A Postcard from Florence – Dowsett Takes Debut Grand Tour Stage Win

“Things like this aren’t supposed to happen to me” – Dowsett
Twenty four year old Alex Dowsett (Movistar Pro Cycling) put in the ride of his life to win the eighth stage of this year’s Giro d’Italia and in doing so, proved to himself and any doubters that his move to the Spanish giants of the world peloton was the best decision of his short professional racing career.

2013 Giro winner's podium Dowsett

The Chelmsford born rider had been brought into the Movistar line up because of his ability against the clock and, having already put in a leading performance to help the team set the second quickest time in last weekend’s team time trial, he’d been allowed to hold back a little in the subsequent stages so he could perform at this best in the 55.5km individual time trial between Gabicce Mare and Saltara.

But in setting his stage winning time of 1hr 16mins 27secs, an average speed just a fraction over 43kpm, he took some noticeable scalps including those of London 2012 Time Trial gold medallist Sir Bradley Wiggins, former Tour de France and road racing World Champion Cadel Evans and the new leader of this year’s Giro, Italian favourite Vincenzo Nibali.

With the start order for the time trial being set in reverse order to the then General Classification positions, Alex was the 38th starter on the day, but, blitzing round the technical course, he set a new quickest time at the 26km point while still managing to hold something back for the difficult climb in the closing kilometres that rose at nearly 13% in places.

Because of his early start slot, after setting his time then came the really difficult part; waiting for the nearly 160 other riders to set their time and wondering which favourite was going to topple his own effort.

As Wiggins crossed the finishing line some 10 seconds slower than Dowsett to set the eventual second quickest time of the day, the youngster puffed out his cheeks and said “I don’t believe it”, knowing that there was now the chance that he might win the stage.

Sat. 11 May 13 - Alex on his way to victory - st. 8 Giro

At last year’s World Championships, Alex felt that he had really moved forward as a rider, learning more about how to judge his ride in a time trial and that his success at the Giro built on his experiences at the Worlds.

“I went out super easy and rode into the stage.
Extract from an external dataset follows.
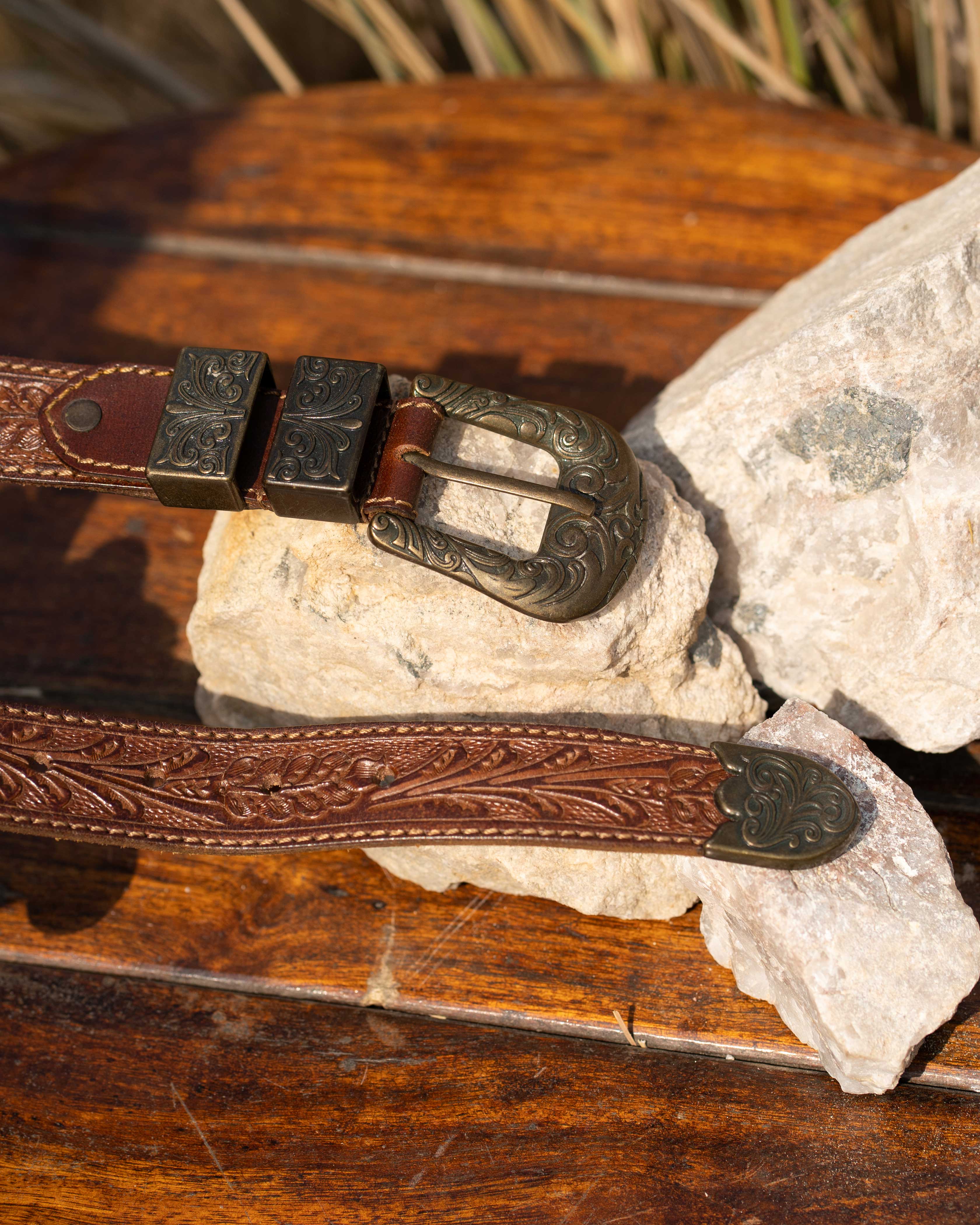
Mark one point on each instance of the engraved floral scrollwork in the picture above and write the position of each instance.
(206, 403)
(320, 419)
(785, 809)
(584, 559)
I upped my wattage on the climbs but then kicked back over the top of each climb before building the power again on the descents and then attacking the flat sections. It was really well balanced but most importantly, it worked!”

Alex also explained how the team had responded to his win. “They are really very very happy. They’ve been very good to me in allowing me to hold back a bit in the first week of the race and now I’ve won the stage I feel I’ve repaid their faith in me. We had champagne to celebrate my win, they’ve just all been so great”.

“The other guys have also been really made up for me. Bradley came into the changing tent to find me, shook my hand and said ‘well done’. Others who I’ve grown up with like Taylor Phinney and Jesse Sergent who I rode with in 2010 at Trek – Livestrong, have also been over the moon for me”.


In the run up to the Giro, did Alex feel that he was building up form that would perhaps be good enough to win a stage? He didn’t necessarily think his condition was going to be that good but admitted “In a club time trial the day before I flew out to Italy, the conditions weren’t great and I wasn’t using my best wheels so although I didn’t set my fastest time, my watts were the best ever so I knew I was going well”.

The significance of winning a stage in one of cycling’s biggest races just eight days into his first Grand Tour is not lost on Dowsett; “It is massive and puts me out there as a rider. It shows I can win stages at the very highest level and takes me up another step as a rider. I was just a neo-Grand Tour rider. I’m now a Grand Tour stage winner and part of a quite a small club”.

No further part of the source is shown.